So, Daniel Velliard – among the other things the maintainer of libvirt – dared me to give further voice to my concerns about libvirt’s configuration files being “aXML, almost XML”, given, and I quote him here:
I’m also on the XML standard group at W3C and the main author of libxml2, I would have no troubles debunking your argument very quickly
I guess I’ll then have to cross-post this entry to the libvir-list to make sure that I’m not, to paraphrase him, “hiding” on my blog (do I hide on a blog with at least 15K visitors a month, with no comment moderation, and syndicated on the homepage of Gentoo’s website ?).
First of all, I’m not really undermining Daniel’s technical preparation; I’m pretty sure he generally knows what he’s doing. But his being the author of libxml2 or being part of W3C’s standard group does not mean that he’s perfect. Nor it means that somebody should refrain from commenting on his ideas. This really reminds me of what people said about Ryan when I criticised his idea and just wanted me to shut up because he did a good job at porting games before. My original title for this post was reading “Being part of groups or having written libraries does not make you infallible” but it wasn’t catchy enough.

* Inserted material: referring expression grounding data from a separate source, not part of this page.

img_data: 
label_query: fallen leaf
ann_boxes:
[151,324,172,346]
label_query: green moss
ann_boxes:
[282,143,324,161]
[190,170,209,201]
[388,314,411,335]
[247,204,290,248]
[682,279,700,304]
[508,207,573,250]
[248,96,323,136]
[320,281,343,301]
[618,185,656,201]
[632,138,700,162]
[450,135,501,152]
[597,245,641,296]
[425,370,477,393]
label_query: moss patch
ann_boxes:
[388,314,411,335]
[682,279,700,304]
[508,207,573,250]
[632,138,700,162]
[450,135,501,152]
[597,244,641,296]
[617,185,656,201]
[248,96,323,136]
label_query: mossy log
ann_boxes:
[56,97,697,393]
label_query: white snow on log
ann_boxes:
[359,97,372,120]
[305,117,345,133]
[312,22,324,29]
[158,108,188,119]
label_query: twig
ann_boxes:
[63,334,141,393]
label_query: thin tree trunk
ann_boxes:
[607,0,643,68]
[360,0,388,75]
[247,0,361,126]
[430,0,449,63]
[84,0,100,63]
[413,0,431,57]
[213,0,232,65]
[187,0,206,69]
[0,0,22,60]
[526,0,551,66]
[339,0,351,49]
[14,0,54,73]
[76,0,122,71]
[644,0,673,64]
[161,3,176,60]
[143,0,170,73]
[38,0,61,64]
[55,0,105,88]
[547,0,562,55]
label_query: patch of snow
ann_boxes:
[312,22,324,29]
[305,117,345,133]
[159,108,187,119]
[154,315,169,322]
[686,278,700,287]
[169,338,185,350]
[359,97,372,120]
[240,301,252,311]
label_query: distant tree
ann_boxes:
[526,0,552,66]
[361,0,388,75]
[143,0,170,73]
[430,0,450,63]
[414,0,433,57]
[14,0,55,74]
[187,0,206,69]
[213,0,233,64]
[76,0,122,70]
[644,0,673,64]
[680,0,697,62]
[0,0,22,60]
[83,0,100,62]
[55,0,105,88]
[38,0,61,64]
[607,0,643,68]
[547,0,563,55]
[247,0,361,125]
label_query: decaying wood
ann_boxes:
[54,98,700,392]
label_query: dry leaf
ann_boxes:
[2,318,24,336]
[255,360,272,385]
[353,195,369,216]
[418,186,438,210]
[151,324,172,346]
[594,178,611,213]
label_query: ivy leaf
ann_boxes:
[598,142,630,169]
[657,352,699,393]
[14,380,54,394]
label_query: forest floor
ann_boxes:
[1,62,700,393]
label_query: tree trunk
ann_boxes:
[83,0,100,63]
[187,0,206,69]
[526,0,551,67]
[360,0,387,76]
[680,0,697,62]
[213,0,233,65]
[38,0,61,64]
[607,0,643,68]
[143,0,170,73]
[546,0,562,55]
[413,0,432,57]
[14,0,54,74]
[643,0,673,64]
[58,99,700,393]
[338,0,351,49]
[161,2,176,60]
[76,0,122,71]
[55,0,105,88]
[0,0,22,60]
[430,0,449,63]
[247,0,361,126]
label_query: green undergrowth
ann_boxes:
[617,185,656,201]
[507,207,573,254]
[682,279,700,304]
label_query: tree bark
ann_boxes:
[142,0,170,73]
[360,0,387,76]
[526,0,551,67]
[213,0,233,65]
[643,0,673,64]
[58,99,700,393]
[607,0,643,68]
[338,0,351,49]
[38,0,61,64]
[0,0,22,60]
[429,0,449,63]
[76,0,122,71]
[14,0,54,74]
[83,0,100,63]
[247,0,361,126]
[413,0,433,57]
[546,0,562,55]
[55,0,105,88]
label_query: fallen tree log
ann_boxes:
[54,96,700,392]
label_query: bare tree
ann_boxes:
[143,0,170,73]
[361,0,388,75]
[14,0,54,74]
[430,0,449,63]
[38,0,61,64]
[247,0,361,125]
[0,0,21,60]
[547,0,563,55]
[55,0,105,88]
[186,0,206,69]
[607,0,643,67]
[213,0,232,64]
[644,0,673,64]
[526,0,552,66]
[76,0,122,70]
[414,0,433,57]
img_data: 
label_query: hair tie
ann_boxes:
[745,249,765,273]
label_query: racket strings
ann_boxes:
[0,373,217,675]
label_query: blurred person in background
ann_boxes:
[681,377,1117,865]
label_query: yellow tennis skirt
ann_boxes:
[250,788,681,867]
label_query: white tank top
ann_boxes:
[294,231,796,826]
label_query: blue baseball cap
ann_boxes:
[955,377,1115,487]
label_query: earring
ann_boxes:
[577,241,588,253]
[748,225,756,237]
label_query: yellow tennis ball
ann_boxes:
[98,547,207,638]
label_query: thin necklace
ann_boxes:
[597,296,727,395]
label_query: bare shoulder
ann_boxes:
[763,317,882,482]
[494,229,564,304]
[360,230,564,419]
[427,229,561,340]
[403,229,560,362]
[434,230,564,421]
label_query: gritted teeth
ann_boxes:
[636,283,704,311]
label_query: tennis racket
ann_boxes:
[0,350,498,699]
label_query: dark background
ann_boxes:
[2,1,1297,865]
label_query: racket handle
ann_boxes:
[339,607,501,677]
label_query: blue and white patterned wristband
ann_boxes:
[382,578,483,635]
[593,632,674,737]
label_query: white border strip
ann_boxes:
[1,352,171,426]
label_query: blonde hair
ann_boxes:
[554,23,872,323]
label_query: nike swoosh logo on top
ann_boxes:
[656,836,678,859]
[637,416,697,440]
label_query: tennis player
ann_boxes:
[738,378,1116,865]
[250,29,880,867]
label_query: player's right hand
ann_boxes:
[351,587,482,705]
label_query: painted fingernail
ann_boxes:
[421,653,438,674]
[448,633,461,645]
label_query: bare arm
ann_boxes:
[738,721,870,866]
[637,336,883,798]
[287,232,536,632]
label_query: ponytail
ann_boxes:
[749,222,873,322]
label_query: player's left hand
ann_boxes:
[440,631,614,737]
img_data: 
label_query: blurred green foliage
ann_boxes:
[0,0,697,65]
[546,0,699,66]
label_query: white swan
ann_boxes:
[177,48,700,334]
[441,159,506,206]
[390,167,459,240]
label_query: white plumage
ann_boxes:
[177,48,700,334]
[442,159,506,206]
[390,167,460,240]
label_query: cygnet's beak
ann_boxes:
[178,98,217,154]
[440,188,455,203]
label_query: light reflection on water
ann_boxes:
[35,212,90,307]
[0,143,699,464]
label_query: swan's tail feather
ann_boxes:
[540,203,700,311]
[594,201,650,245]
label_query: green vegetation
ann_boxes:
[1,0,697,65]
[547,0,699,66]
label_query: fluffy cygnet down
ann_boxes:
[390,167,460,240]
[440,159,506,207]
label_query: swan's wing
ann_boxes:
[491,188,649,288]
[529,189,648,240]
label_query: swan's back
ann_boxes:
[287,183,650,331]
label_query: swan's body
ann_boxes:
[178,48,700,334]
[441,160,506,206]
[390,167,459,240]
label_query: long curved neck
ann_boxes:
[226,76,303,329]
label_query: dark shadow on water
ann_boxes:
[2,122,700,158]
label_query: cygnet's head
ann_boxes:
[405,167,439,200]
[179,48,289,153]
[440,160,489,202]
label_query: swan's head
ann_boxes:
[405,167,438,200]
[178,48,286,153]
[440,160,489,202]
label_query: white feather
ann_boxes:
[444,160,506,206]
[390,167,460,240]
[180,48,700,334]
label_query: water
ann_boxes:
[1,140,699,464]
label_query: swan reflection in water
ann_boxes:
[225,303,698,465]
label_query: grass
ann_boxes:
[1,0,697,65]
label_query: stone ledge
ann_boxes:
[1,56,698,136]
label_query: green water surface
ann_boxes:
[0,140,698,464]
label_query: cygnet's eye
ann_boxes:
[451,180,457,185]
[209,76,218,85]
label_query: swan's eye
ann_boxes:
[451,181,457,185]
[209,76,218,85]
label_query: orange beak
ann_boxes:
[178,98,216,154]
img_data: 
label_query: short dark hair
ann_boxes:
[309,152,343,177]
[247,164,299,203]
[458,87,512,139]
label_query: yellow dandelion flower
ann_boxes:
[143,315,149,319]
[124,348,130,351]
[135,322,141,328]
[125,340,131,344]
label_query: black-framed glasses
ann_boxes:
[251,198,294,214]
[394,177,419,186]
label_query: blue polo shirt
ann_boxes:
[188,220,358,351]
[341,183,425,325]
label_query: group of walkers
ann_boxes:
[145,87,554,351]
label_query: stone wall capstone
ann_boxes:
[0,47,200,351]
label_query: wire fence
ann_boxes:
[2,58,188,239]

So, this is the preamble for my blog’s readers only, since it’s definitely not relevant to the libvirt project. The rest is for the list as well.
Hello,
In a recent post on my blog I ranted on about libvirt and in particular I complained that the configuration files look like what I call “almost XML”. The reasons why I say that are multiple, let me try to explain some.
In the configuration files, at least those created by virt-manager there is no specification of what the file should be (no document type, no namespace, and, IMHO, a too generic root element name); given that some kind of distinction is needed for software like Emacs’s nxml-mode to know how to deal with the file, I think that’s pretty bad for interaction between different applications. While libvirt knows perfectly well what it’s dealing with, other packages might not. Might not sound a major issue but it starts tickling my senses when this happens.
The configuration seem somewhat contrived in places like the disk configuration: if the disk is file-backed it require the file attribute to the
<source>
element, while it needs the dev attribute if it’s a block device; given that it’s a path in both cases it would have sounded easier on the user if a single path attribute was used. But this is opinable.The third problem I called out for in the block is a lack of a schema for the files; Daniel corrected me pointing out that the schemas are distributed with the sources and installed. Sure thing, I was wrong. On the other hand I maintain that there are problems with those schemas. The first is that both the version distributed with 0.7.4 and the git version as of today suffer from bug #546254 (secret.rng being not well formed) so it means nobody has even tested them as of lately; then there is the fact that they are never referenced by the human-readable documentation which is why I didn’t find it the first time around; add also to that some contrived syntax in those schema as well that causes trang to produce a non-valid rnc file out of them (nxml-mode uses rnc rather than rng).
But I guess the one big problem with the schemas is that they don’t seem to properly encode what the human-readable documentation says, or what virt-manager does. For instance (please follow me with selector-like syntax), virt-manager creates
/domain/os/type[@machine='pc-0.11']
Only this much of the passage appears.